I have been reading anthologies lately and
Innocents Aboard stands out as truly remarkable. While many of the short stories I have read recently are enjoyable, other than some by Neil Gaiman, none can approach Wolfe's mastery of story telling. It is one thing to go back over a section because it is unclear and a very different thing to go back over what Wolfe writes because it is so sly.
Wolfe has a great deal of imagination and range.
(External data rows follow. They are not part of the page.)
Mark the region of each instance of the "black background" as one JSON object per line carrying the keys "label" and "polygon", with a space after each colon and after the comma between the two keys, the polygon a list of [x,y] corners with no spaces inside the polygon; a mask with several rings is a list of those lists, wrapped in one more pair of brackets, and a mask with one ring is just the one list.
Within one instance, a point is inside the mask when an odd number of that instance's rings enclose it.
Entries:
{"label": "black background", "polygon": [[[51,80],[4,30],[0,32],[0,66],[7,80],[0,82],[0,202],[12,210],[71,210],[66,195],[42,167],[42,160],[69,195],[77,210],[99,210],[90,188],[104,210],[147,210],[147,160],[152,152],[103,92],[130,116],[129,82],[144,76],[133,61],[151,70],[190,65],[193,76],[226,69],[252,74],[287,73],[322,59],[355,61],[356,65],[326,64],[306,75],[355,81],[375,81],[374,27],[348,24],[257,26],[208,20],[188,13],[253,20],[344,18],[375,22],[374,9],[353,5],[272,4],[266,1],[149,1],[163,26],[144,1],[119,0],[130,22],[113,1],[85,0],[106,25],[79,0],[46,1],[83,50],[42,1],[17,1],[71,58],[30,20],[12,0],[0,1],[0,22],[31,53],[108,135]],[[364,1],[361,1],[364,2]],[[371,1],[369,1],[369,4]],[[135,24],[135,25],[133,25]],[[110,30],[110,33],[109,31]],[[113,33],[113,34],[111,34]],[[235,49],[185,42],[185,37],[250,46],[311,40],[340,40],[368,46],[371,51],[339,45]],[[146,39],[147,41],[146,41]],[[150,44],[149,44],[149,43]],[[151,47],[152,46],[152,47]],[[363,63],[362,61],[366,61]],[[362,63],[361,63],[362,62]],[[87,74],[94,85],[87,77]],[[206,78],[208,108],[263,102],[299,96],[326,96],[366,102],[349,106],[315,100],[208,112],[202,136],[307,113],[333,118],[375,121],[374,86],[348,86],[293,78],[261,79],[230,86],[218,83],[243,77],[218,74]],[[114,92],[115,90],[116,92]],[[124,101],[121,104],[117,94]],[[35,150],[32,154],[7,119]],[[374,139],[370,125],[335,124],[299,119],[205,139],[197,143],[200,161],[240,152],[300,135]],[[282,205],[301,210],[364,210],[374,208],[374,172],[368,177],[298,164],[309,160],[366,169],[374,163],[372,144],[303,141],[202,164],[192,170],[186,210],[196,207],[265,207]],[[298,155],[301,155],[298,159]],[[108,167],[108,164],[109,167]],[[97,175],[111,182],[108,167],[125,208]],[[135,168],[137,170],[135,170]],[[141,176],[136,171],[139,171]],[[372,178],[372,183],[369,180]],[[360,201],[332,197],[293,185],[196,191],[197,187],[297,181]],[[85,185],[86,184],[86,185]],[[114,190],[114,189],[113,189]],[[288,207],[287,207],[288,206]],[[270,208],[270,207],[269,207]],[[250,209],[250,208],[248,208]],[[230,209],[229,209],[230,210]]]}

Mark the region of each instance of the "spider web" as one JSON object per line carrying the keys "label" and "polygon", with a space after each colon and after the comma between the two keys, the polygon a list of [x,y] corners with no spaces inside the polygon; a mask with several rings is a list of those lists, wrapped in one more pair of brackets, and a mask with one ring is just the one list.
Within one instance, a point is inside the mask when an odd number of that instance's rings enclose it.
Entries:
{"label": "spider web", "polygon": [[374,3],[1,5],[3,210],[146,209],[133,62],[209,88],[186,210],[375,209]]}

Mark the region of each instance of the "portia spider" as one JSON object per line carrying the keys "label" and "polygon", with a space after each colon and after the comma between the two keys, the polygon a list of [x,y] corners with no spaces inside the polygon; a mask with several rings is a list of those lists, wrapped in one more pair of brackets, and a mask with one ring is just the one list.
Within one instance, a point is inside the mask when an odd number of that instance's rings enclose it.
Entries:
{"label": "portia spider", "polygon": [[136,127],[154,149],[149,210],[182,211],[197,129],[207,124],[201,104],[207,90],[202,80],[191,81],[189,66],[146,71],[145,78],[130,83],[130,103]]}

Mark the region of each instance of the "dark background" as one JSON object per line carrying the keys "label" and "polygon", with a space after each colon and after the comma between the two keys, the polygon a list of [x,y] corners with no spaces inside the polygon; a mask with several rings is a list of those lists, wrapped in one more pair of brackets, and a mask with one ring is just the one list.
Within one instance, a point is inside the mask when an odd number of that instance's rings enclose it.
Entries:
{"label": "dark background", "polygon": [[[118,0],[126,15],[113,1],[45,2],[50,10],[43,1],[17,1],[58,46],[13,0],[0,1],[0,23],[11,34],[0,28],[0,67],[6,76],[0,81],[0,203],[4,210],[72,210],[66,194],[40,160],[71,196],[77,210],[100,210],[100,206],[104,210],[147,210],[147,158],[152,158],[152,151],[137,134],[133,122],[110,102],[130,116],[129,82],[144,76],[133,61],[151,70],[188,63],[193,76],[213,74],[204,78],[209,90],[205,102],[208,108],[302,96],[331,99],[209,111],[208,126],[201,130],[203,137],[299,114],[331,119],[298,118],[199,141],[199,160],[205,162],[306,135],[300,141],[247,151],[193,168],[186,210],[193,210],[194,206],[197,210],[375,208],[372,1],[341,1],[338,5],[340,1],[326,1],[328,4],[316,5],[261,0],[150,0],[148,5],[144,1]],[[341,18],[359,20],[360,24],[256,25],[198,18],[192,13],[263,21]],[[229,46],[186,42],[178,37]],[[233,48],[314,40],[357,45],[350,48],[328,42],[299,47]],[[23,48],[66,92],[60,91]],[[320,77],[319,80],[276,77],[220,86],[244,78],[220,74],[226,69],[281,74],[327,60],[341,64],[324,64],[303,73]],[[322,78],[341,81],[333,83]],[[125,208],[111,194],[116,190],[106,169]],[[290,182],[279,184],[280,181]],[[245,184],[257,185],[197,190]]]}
Some stories work better than others do. "Under Hill" and "The Legend of Xi Cygnus" didn't engage as much as the other stories. "The Walking Sticks" is the type of spooky story I like best because it relies on horror as an active imaginary element and does not spell it out in gory graphic detail. "Wolfer" is another of my favorites because I found the characters and subject appealing. For dark fantasy, "The Tree is My Hat," "The Waif", "The Friendship Light" and "The Night Chough" are all excellent. This book comes highly recommended.